Un autre hôte du bordj était un chirurgien militaire qu’on avait fait venir d’un régiment de ligne pour soigner les cavaliers des goum blessés en combattant nos ennemis. Ce docteur, que je nommerai le docteur Lenoir, nom que je préfère, dirait-il, à Montmorency, à La Trémoille et à tous les noms d’aristocrate, était un excellent homme, mais qui avait la cervelle gâtée par les livres démocratiques beaucoup plus que don Quichotte ne l’eut jamais par les romans de chevalerie. Il aurait fallu qu’une nièce honnête et un brave homme de curé eussent brûlé dans sa cour les œuvres de MM. Louis Blanc, Lamartine, Michelet et consorts. Il avait dévoré toutes les fantastiques histoires de la révolution, et songeait de Danton, de Robespierre, de Saint-Just ni plus ni moins que le héros de la Manche d’Amadis et de Tiran-le-Blanc. Toutefois il s’abstenait un peu des prédications politiques pour ne pas être réduit un beau jour à grossir le nombre de ces docteurs qui veulent guérir la société faute d’autres malades à traiter. Quand il se croyait en lieu sûr, il se dédommageait des prudens silences qu’il s’était imposés.
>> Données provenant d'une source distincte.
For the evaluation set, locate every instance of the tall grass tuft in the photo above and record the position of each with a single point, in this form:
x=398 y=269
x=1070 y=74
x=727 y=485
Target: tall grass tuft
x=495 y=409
De là, entre le capitaine et lui, des entretiens où de part et d’autre la franchise prenait ses ébats.

Enfin il y avait au bordj un personnage dont je n’ai rien à dire : c’était un maréchal-des-logis qui commandait un détachement de spahis. Ce sous-officier avait connu Plenho en France, et, je crois même, était un peu son parent, de sorte qu’il vivait avec lui dans une certaine familiarité qui avait son explication toute naturelle. Du reste, il usait fort sobrement de la parole, d’abord parce qu’il prenait grand plaisir au silence, et puis parce que Plenho disait d’habitude précisément tout ce qu’il aurait dit, s’il avait été forcé de parler.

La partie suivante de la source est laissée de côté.